Canada is one of the select few countries with a AAA credit rating on its sovereign debt.
RBC said "Canada is at a greater risk of a downgrade than other top-rated peers" as Ottawa piles on more spending to tackle the housing crisis.
"Even though deeper deficits and higher associated sovereign borrowing costs may feel like a distant problem for many Canadians, the impact has the potential to trickle down to most households and businesses," economist Rachel Battaglia said in the RBC report.
Experts are expecting the government to increase taxes.
Freeland last week ruled out a middle-class tax hike — but this government's definition of "middle class" has never been clear.

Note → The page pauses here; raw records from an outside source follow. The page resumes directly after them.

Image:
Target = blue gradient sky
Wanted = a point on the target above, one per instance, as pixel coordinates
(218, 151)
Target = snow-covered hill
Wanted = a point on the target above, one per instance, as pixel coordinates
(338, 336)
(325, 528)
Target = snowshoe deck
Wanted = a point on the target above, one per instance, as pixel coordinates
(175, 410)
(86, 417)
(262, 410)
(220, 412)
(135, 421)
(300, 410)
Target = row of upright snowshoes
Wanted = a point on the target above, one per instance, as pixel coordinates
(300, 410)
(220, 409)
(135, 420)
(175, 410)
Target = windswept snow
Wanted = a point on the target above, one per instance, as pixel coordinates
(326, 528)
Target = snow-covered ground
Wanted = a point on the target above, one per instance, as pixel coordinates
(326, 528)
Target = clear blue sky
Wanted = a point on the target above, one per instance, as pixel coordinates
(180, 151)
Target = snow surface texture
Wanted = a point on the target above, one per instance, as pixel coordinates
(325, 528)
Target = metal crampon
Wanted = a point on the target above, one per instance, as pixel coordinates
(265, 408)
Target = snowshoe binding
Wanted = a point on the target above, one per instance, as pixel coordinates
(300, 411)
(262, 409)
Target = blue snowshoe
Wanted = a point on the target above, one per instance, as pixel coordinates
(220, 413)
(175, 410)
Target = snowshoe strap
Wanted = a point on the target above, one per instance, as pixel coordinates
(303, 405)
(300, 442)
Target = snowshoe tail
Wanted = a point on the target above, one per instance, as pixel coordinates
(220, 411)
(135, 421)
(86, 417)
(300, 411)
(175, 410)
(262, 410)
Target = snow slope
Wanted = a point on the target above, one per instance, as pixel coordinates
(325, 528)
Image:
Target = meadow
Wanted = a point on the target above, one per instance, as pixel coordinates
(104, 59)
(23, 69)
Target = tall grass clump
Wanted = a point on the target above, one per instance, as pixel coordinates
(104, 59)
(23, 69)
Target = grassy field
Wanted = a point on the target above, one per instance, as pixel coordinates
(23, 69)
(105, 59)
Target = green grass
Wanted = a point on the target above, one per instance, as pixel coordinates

"I'm pretty confident they will raise revenues because they've squeezed themselves on their fiscal situation and they continue to commit to spending that is not sustainable," said Robert Asselin, senior vice president of policy at the Business Council of Canada and an adviser to Bill Morneau when he was finance minister.
Budget expected to target wealthy Canadians
Many experts have been predicting tax measures targeting wealthy Canadians or large corporations, or both.
"The problem for [the government] is either a surtax on big corporations or a wealth tax sounds very good, but in practice they're terrible. They don't work," said Asselin.
"Let's be honest. They have to raise taxes. I don't think that's a big secret. But can they do it in a thoughtful, provocative way?" said James Thorne, chief capital market strategist for Wellington Altus Private Wealth.
"If you do it on the high-income people, they're just going to move their money offshore."
Speaking to reporters on Parliament Hill Monday, NDP Leader Jagmeet Singh said he expects the government — his party's partner in the confidence-and-supply agreement — to "take on corporate greed."
"The wealthy should pay," he said, adding that big business should also shoulder the burden.
"We do not want to see any pressure put on working people. We don't want tax increases on working class people. We want to see big corporations start paying their fair share."
At a conference in Ottawa last week, Poilievre — who has mocked Trudeau and his government as "not worth the cost" — said his party will fight tooth and nail against any tax increases.
"We believe that a dollar in the hands of a person who earned it is always more powerful than in the hands of a politician who taxed it," he said.